Somewhere between Sydney and São Paulo, my bags got left behind, which was a first for me. There was a connecting flight in Santiago, and with a few delays early on we had 30 minutes to get off the plane and on to the next. If you have connecting flights and if traveling with your bags the whole way is important to you, allow enough time at each stopover so they can connect the dots, and perhaps budget a bit of time for delays.
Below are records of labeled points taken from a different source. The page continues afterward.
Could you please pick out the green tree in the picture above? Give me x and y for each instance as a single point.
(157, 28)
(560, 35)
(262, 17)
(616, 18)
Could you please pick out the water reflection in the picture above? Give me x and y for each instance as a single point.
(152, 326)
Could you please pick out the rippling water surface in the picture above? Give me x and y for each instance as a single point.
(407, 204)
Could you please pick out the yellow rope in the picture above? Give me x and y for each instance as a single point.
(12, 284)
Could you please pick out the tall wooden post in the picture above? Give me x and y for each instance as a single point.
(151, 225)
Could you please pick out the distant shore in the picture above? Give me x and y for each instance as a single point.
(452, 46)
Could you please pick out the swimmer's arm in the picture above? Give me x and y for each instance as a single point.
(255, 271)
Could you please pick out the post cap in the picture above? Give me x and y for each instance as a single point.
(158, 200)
Otherwise you might find yourself down at the shopping mall picking up some new undies, socks and anything else that comes in your size… Or perhaps pack at least one change of clothes in your hand luggage, I know I will from now on. #traveltipsFTW
Air conditioning… a pure luxury!
But who needs it when you’re in Brazil and want to sample the local lifestyle, where sometimes the memorable experiences are the ones without the luxuries… like catching a local intercity bus…
Closing your eyes as you bustle down the road, you can smell the different aromas; smoke from a wood fire cooking something delicious, the different fruit trees, like the jack fruit, and hear the constant sound of Brazilians conversing, greeting each other and signaling for a stop.
For me, it’s a great way to meet people too…
On the trip from Sao Paulo to Ubatuba, I had the privilege of sitting next to Raquel and Rafael. Rafael was just 8 and was heaps of fun during the journey. He became a very quick learner of how to play Angry Birds on the iPhone, and I must say it was fine trying to translate what you need to do to play the game in Portuguese.
He wanted to know all about kangaroos too, and how high they jump, and whether we ride them..
Afterwards I offered him and his mother one of my favourite chocolate biscuits (Passatempos), and he turned to his mum and said, “I like him, he’s really cool”…
Raquel works in Sao Paulo part time and then heads back to home near Ubatuba, which must be difficult to live in two places at once, three hours apart by bus. They gave me a smile as they hopped off and told me how long it would be until the next stop.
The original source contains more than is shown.